All too often in recent years, Congress’ role in the budget process has been abused to enact dangerous, unpopular policies that harm the public. By inserting “poison pill” policy riders into must-pass appropriations bills, some members of Congress routinely push forward policies that would damage Americans’ health, wealth, and environment.
That’s why the Clean Budget Coalition is calling on Congress to pass a budget that does not abuse the budget process to roll back public protections. The Coalition’s demand is simple: no appropriations measures should move forward if they contain poison pill riders that go against the public interest.
Poison pill riders are unpopular and dangerous. The American people support policies that ensure social and economic justice, protect workplaces and the environment, promote access to justice and fair housing, protect consumers from corporate wrongdoing, protect human and civil rights including the rights of immigrants, and guarantee access to vital health care services including comprehensive reproductive healthcare. Our budget should reflect these priorities, and should certainly not include any measures that go against them. The Clean Budget Coalition calls for Congress to remove any poison pill riders that would undo any of these protections.
What the American people need is not a government budget filled with deep cuts to healthcare, badly needed social programs and retirement benefits. It’s not a racist, environmentally destructive wall. It’s also not a budget that is used to sneak bad policies through the congressional backdoor—policies that would never pass on their own due to their harmful nature.

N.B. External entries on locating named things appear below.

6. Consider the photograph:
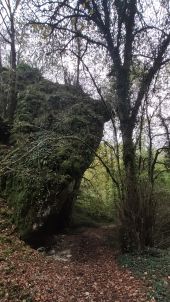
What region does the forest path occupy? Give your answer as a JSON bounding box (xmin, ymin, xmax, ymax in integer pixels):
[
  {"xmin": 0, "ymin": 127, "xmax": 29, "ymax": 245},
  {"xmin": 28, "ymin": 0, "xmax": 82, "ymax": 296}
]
[{"xmin": 0, "ymin": 218, "xmax": 151, "ymax": 302}]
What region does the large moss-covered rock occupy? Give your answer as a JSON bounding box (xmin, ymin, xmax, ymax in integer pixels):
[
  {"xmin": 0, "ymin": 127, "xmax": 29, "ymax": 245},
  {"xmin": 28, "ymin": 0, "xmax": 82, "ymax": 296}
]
[{"xmin": 0, "ymin": 66, "xmax": 107, "ymax": 240}]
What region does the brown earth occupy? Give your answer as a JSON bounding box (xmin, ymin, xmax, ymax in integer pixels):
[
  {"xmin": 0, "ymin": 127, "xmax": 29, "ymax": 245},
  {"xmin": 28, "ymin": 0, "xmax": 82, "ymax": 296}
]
[{"xmin": 0, "ymin": 201, "xmax": 151, "ymax": 302}]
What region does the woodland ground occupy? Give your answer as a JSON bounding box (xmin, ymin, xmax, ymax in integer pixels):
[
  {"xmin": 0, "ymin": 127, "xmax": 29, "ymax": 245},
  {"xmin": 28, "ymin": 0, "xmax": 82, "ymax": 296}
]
[{"xmin": 0, "ymin": 199, "xmax": 170, "ymax": 302}]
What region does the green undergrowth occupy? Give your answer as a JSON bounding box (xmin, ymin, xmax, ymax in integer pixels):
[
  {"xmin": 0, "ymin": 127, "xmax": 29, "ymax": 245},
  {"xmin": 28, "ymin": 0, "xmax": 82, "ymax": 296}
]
[{"xmin": 119, "ymin": 249, "xmax": 170, "ymax": 302}]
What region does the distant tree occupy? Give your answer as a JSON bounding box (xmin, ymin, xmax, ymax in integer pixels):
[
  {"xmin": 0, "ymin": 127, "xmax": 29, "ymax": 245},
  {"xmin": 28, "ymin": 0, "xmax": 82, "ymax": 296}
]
[
  {"xmin": 26, "ymin": 0, "xmax": 170, "ymax": 250},
  {"xmin": 0, "ymin": 0, "xmax": 22, "ymax": 122}
]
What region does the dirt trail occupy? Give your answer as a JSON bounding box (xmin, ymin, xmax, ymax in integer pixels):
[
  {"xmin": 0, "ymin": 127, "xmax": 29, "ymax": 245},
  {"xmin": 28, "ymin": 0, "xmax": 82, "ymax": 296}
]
[{"xmin": 0, "ymin": 221, "xmax": 149, "ymax": 302}]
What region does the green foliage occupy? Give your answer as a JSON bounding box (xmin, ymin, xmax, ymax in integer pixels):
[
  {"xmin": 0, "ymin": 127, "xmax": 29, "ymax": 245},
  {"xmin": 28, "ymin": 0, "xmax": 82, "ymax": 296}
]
[
  {"xmin": 0, "ymin": 64, "xmax": 106, "ymax": 239},
  {"xmin": 73, "ymin": 143, "xmax": 118, "ymax": 222}
]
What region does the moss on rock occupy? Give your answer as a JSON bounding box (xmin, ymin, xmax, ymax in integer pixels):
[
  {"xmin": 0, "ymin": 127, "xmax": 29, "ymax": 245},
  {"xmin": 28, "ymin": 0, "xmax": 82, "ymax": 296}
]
[{"xmin": 0, "ymin": 66, "xmax": 108, "ymax": 240}]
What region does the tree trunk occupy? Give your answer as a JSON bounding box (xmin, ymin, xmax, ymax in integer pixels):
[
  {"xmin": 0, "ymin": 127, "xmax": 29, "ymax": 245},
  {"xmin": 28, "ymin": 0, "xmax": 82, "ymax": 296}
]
[
  {"xmin": 8, "ymin": 15, "xmax": 17, "ymax": 122},
  {"xmin": 120, "ymin": 127, "xmax": 155, "ymax": 251}
]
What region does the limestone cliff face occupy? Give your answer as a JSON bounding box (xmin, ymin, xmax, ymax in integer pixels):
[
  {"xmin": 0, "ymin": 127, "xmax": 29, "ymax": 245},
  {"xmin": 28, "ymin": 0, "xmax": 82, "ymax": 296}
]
[{"xmin": 0, "ymin": 65, "xmax": 107, "ymax": 240}]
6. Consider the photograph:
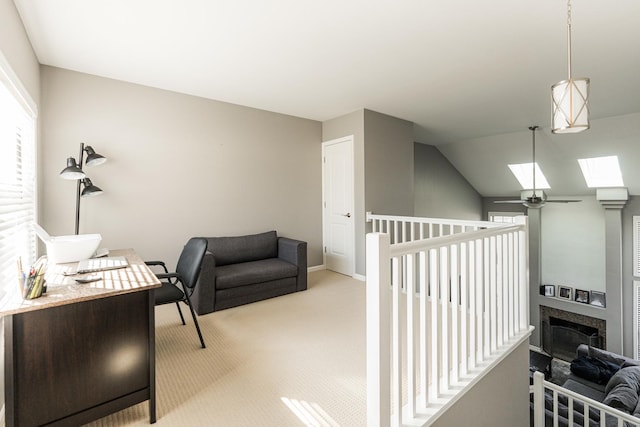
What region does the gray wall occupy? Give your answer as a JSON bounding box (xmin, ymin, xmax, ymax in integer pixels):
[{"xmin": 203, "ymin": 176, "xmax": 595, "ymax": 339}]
[
  {"xmin": 0, "ymin": 0, "xmax": 40, "ymax": 104},
  {"xmin": 414, "ymin": 143, "xmax": 486, "ymax": 221},
  {"xmin": 364, "ymin": 110, "xmax": 414, "ymax": 219},
  {"xmin": 483, "ymin": 196, "xmax": 640, "ymax": 357},
  {"xmin": 540, "ymin": 196, "xmax": 606, "ymax": 292},
  {"xmin": 40, "ymin": 66, "xmax": 322, "ymax": 266},
  {"xmin": 620, "ymin": 196, "xmax": 640, "ymax": 357},
  {"xmin": 322, "ymin": 110, "xmax": 413, "ymax": 276}
]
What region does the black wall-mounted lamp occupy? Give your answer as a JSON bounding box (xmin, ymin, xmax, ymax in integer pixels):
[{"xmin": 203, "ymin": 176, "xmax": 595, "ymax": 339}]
[{"xmin": 60, "ymin": 142, "xmax": 107, "ymax": 234}]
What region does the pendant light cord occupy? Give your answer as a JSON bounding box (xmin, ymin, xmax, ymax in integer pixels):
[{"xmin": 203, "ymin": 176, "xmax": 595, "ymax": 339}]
[{"xmin": 567, "ymin": 0, "xmax": 571, "ymax": 81}]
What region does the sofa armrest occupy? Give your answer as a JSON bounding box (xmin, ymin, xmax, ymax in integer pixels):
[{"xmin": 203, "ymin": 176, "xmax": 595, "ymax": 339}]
[
  {"xmin": 576, "ymin": 344, "xmax": 640, "ymax": 366},
  {"xmin": 191, "ymin": 251, "xmax": 216, "ymax": 315},
  {"xmin": 278, "ymin": 237, "xmax": 307, "ymax": 291}
]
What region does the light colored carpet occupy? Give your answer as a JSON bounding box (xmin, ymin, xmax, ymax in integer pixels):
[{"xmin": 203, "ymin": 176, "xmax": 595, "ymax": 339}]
[{"xmin": 85, "ymin": 271, "xmax": 366, "ymax": 427}]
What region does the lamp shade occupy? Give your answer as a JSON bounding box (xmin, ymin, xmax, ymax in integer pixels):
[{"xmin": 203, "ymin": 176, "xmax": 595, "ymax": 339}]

What Americans do need is a budget that recognizes and affirms the people’s right to a clean environment, comprehensive healthcare, and economic, civil, and social justice. Congress must act to ensure that, and not the cruel and shameful document put forth by the administration, is the kind of appropriations package that is ultimately agreed upon. And, they must stand strong with the American people to demand a clean budget, free from poison pill riders that harm the public interest.